7. S'il soutient également que le projet litigieux n'a qu'un simple but d'agrément sans fournir de contrepartie économique et touristique, il ressort des pièces du dossier que la réalisation d'un itinéraire de randonnée mixte piétons et cyclistes contribuera à accroître la sécurité de la circulation des très nombreux touristes et promeneurs empruntant chaque année, que ce soit à pied ou à bicyclette, la route départementale 19, très fréquentée, menant à la basilique Saint-Anne d'Auray, laquelle constitue un monument emblématique du tourisme morbihanais, ainsi qu'en atteste l'importance du pèlerinage annuel, en juillet, vers Sainte Anne d'Auray. Cet itinéraire constituera également une opportunité en termes de développement touristique local, notamment au travers la mise en valeur du petit patrimoine local présent sur l'itinéraire. Ce projet, par suite, présente une finalité d'intérêt général de nature à justifier qu'il soit déclaré d'utilité publique.

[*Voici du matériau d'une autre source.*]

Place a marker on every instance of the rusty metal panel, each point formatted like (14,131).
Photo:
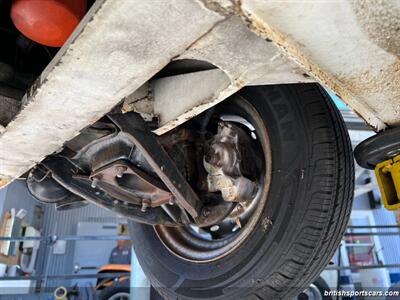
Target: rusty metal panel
(351,46)
(117,48)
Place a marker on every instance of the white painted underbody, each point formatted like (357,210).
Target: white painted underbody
(349,46)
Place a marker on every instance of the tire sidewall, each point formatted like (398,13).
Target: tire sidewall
(265,251)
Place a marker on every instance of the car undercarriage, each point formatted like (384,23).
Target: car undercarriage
(207,124)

8. En quatrième lieu, si le requérant soutient que la commune de Vannes aurait été en mesure de réaliser l'opération sans avoir à recourir à la procédure de l'expropriation pour cause d'utilité publique, la circonstance alléguée selon laquelle le projet litigieux pouvait emprunter un autre itinéraire au travers de terrains non cultivés à des conditions équivalentes n'est nullement démontrée. En effet, le sentier situé au nord du village du Bernard dont il évoque l'existence n'est pas la propriété de l'autorité expropriante et son utilisation n'aurait ainsi procuré aucun avantage particulier par rapport à l'itinéraire retenu, et ce alors même que le tracé de ce chemin, qui ne se connecte pas aux cheminements localisés à Kermesquel devant constituer la partie suivante de l'itinéraire, ne peut ainsi être regardé comme offrant la possibilité de réaliser l'opération projetée dans des conditions équivalentes. Il ne ressort pas non plus des pièces du dossier, ainsi pourtant que M. C...l'allègue, que le tracé retenu porte une atteinte excessive à la profession agricole locale et lui occasionnerait personnellement une gêne excessive au niveau de son activité.

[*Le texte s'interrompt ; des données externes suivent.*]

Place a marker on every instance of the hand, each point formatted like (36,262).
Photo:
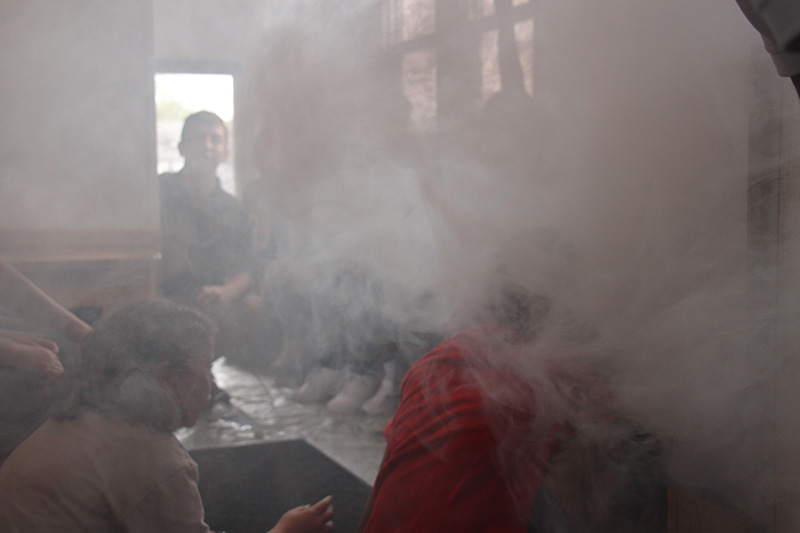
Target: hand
(77,330)
(212,297)
(317,518)
(30,354)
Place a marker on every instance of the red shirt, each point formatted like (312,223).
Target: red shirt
(468,445)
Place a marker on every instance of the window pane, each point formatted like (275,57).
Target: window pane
(178,96)
(523,36)
(419,86)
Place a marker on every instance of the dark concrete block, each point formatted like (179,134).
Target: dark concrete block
(247,488)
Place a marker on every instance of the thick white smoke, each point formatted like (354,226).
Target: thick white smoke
(631,151)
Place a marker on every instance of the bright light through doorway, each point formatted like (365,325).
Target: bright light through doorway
(179,95)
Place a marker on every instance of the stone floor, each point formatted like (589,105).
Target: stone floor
(354,441)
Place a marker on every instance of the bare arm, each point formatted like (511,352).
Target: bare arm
(21,295)
(223,295)
(317,518)
(30,354)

9. En cinquième lieu, si M. C...fait valoir que le commissaire-enquêteur aurait exprimé lors de l'enquête publique que le tracé envisagé comportait des incohérences, il ressort des pièces du dossier que ce dernier a émis un avis favorable sans réserves sur l'utilité publique du projet litigieux.
10. En dernier lieu, il ne ressort pas des pièces du dossier, M. C...n'apportant lui-même que des éléments imprécis au débat contentieux, que le projet d'itinéraire litigieux porte une atteinte excessive apportée à la propriété privée.
11. Il résulte de tout ce qui précède que M.C..., n'est pas fondé à soutenir que c'est à tort que, par le jugement attaqué, le tribunal administratif a rejeté sa demande.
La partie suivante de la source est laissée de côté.